AFTER IT WAS OVER, we'd all wonder why Joe had reached into the snake bag with barely a glance inside. As with any pivotal moment, the exact words exchanged beforehand would be endlessly debated. Snakes of the genus Dinodon are harmless, but some are near-perfect mimics of the multibanded krait (Bungarus multicinctus), a cousin of the cobra and much more deadly. As field team leader, U Htun Win should have known the differencebut he told us he'd been bitten by the snake the day before and nothing had happened. Joe, however, was the authority. Possibly simple exhaustion brought his guard down; perhaps he failed to heed the uncertainty in U Htun Win's tentative identification.
Following breakfast, around 7:30, Joe lay down. At 8 he noticed a tingling in the muscles of his hand, and asked Dong Lin to call the group together. By 8:15, two Burmese assistants started the run of eight miles to Naung-Mon, the nearest town with a radio. Joe calmly told us what would probably happen and what we should do. He described the effects of a slowly increasing paralysis, eventually requiring mouth-to-mouth respiration until he could be taken to a hospital. If he lived, the neurotoxins would work their way out of his system in 48 hours. He would be conscious, he told us, the whole time.
As the morning went on Joe had to reach up to open his eyelids. His breathing grew raspy; his voice was reduced to a slur. In time he could only write messages: "Please support my head, it's hard for me." "If I vomit, it could be bad." "Can I lean back a little." By noon he could no longer breathe on his own. "Blow harder," he wrote. In his final message, minutes later, Joe spelled out "let me di." We won't let that happen, Guin Wogan said. Kick butt, Joe, I added.
At 3 p.m. our runners returned alone, and told us the military had requested an update before they would send an air rescue. Two fresh assistants were sent back, again insisting that a helicopter be sent. By evening the weather turned from the best we'd seen in a week on the trail to a renewed downpour; low clouds would impede the rescue again the next day. That night soldiers arrived on foot with an ancient field radio and a young Burmese doctor with two nurses and a little equipment, including an old respirator no one could get to work.
Throughout that long night, we all helped out as we could, but much of the time was spent in simple exhausted witness. From time to time, Dong would put his arm around various members of the group and say, "I love you." In one long moment of vertigo, as someone who's had his own close calls with snakes, I looked at Joe in the torchlight and saw how alike we were in build, complexion, even our features, and I felt I was somehow watching myself die. Looking at Dong, Guin, and U Htun Win standing silently nearby, I wondered if they felt something similar.
By 3 a.m. Joe could no longer signal us except with his big toe. His final communication occurred when ornithology assistant Maureen Flannery, whose strength had been keeping us all going, asked if she and Guin could stop doing mouth-to-mouth and let the guys take over.

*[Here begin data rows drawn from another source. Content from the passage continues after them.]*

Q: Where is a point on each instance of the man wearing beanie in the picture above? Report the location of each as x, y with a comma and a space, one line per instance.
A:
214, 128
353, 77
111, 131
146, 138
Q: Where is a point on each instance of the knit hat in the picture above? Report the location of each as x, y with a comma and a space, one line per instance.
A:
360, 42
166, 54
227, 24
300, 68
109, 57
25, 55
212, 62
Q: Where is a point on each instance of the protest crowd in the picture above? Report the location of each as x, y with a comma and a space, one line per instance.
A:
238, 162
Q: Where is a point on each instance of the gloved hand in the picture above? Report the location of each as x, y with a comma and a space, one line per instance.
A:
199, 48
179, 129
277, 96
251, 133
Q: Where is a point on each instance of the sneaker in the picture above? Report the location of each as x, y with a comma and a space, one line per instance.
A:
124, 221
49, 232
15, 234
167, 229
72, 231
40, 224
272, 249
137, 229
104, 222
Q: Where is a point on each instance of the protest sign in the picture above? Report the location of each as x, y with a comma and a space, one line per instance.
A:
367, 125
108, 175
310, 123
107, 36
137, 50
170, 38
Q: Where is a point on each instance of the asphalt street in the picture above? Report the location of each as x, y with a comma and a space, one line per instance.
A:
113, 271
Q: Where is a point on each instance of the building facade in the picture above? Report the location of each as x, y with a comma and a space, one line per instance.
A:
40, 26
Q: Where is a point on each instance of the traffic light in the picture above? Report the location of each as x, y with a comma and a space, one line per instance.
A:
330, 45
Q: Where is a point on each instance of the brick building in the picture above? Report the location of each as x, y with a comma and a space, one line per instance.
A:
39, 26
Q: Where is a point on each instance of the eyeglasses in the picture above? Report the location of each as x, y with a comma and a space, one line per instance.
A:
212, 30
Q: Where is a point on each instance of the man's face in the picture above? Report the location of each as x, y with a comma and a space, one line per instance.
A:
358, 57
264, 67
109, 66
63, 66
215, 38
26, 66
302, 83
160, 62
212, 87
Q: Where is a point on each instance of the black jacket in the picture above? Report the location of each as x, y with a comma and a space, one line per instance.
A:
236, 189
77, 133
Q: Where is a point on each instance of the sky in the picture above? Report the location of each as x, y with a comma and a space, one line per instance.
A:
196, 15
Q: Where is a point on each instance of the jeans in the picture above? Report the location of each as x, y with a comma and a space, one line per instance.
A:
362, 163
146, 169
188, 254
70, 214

Joe's toe signals indicated a preference for the women.
During the 26 stifling, sandfly-infested hours that the artificial respiration continued, four airliners plowed into their final destinations in New York, Washington, and Pennsylvania. The only one of us who knew was David Catania, a Cal Academy ichthyologist so unobtrusive I often forgot he was there. Dave had listened to his shortwave radio after collapsing briefly in his tent late in the night. Keeping the news to himself, he came out and gave Joe mouth-to-mouth for hours, his face showering sweat. He refused to let anyone else take over, even long after Joe's heart had stopped.
At 12:25 p.m. on September 12, the doctor told us Joe's pulse was gone. We began three hours of CPR, in anticipation of a rescue helicopter that was never able to land.